A Homily for the Ninth Sunday after Pentecost
Grace to you and peace from God our Heavenly Father and Christ Jesus our Lord, who invites us to dine at the abundant feast. Amen.
For my thoughts are not your thoughts,
nor are your ways my ways, says the Lord.
For as the heavens are higher than the earth,
so are my ways higher than your ways
and my thoughts than your thoughts.
Thus saith the Lord through the prophet Isaiah.

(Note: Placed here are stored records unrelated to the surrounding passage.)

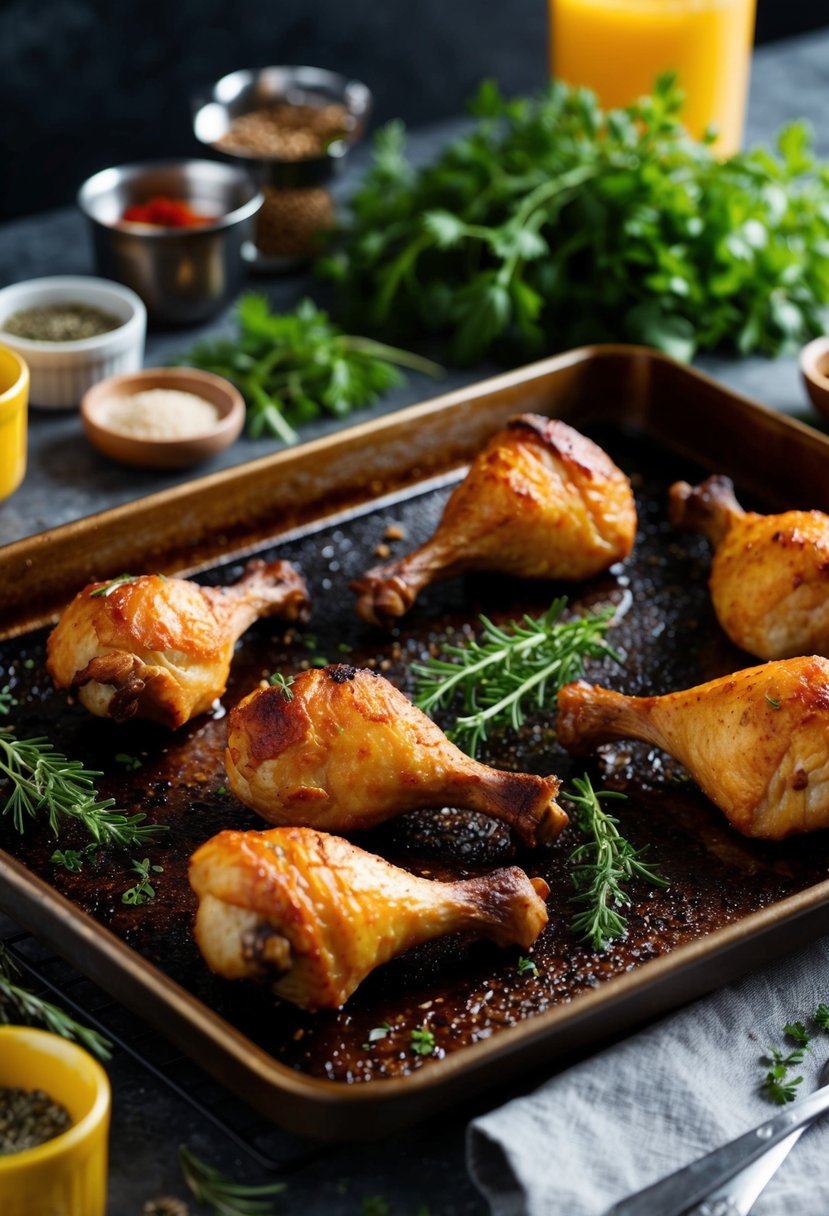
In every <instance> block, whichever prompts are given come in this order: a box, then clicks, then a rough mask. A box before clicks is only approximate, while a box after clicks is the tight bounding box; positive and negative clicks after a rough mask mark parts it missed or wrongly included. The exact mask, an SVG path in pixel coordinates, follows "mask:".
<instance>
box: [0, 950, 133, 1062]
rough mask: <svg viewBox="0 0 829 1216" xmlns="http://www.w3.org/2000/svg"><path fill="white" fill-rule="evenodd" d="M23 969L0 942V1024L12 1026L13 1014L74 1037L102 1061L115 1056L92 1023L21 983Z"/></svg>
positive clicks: (98, 1058)
mask: <svg viewBox="0 0 829 1216" xmlns="http://www.w3.org/2000/svg"><path fill="white" fill-rule="evenodd" d="M18 976H19V968H18V967H17V964H16V963H15V961H13V958H12V957H11V955H10V953H9V951H7V950H6V947H5V946H4V945H2V944H1V942H0V1023H2V1024H4V1025H9V1023H10V1021H11V1017H10V1015H11V1014H13V1015H15V1018H16V1019H23V1020H24V1021H36V1023H39V1024H40V1025H43V1026H45V1028H46V1030H51V1031H52V1032H53V1034H56V1035H61V1037H62V1038H71V1040H72V1041H73V1042H78V1043H80V1045H81V1046H83V1047H85V1048H86V1051H90V1052H92V1054H94V1055H97V1058H98V1059H101V1060H108V1059H109V1057H111V1055H112V1043H111V1042H109V1040H108V1038H105V1037H103V1035H98V1032H97V1030H92V1029H91V1026H84V1025H83V1024H81V1023H80V1021H75V1019H74V1018H73V1017H71V1014H68V1013H67V1012H66V1009H61V1008H58V1006H56V1004H52V1003H51V1001H45V1000H44V998H43V997H40V996H35V995H34V992H29V990H28V989H24V987H23V986H22V985H21V984H18V983H17V978H18Z"/></svg>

Some of our kindred in the Church use this verse as a proof-text to explain God’s wrath. We simply cannot understand, they say, how a loving God despises his creation because God is so much loftier than us. It doesn’t matter how good you may be, how many people you fed, how little wrong you did, God still despises your every action unless you’ve prayed a certain way and been baptized by immersion as an adult and attend a specific type of Church. Why? Because God’s ways are higher than our ways, and we simply cannot understand the righteousness of the divine temper tantrum. So stop asking questions.
Today, though, we read the context of that verse from Isaiah: Hear, everyone! Step right up! If you’re thirsty, come and drink! If you’re hungry, come and eat! With no money, come and buy! Creamy milk, fine wine, richest foods! Eat to your heart’s content! For the marketplace is well-stocked, and these basic necessities and luxury goods are yours at an unbeatably low price: absolutely free.
This is the radical economy of the coming Kingdom: that the Lord’s thoughts are so much higher than our thoughts, the divine way so much loftier than our human ways, that we cannot fathom the abundance of God’s immeasurable grace.
The text is saying the exact opposite of how some of our fundamentalist siblings interpret it: it’s not that God despises you no matter how much good you do, but that God has taken notice of us in our lowly, sinful state – without regard to prior bad acts, to economic status, to nationality. The coming Kingdom is a table set with a sumptuous feast and a seat for all: it’s not merit-based or means-tested but rooted in abundant grace.
And this economy – where the poor are well-fed and the sinners are welcomed to the banquet – is not simply a pie-in-the-sky fantasy. No, we see in the Gospel that it is already erupting here and now. Throughout Christ’s life, we see him turn water into wine and dine with the religious elite and the outcast alike. Today, the miraculous displays of this new economy continue: With a crowd of thousands pressing in around him, and only a few loaves and a couple of fish, Jesus fed everyone until they were satisfied – and the disciples still had baskets full of leftovers.
But this is not only the economy of the coming Kingdom: this is also the economy of the Church, of the Kingdom erupting into our broken world in our present day. Hear our Lord’s command to the disciples: “You give them something to eat.”
This new marketplace is still breaking into the world. Yes, even here and even now, in this time of once-in-a-century crisis. It’s erupting – imperfectly, through imperfect members of an imperfect Church – but even through our imperfect love, we have been given the divine grace to live into this new economy.
We talk of freedom – but from what have we been set free? From sin and death, certainly, but also those lesser demons. We have been set free from the pursuit of wealth, free from chasing after power, free from slinging to privilege derived from skin color, gender, or social standing, and free from an economics of scarcity. We have been set free from our fears if only we heed the call to come into the marketplace, to take what is freely given, and to go out back into the world as our Lord commanded to feed those who are hungry.
Dear ones, we have been set free to use our money and privilege – for we do not belong to it but it belongs to God – to use these powers and principalities for the least of these, our siblings, and to live into the economy of God’s abundance.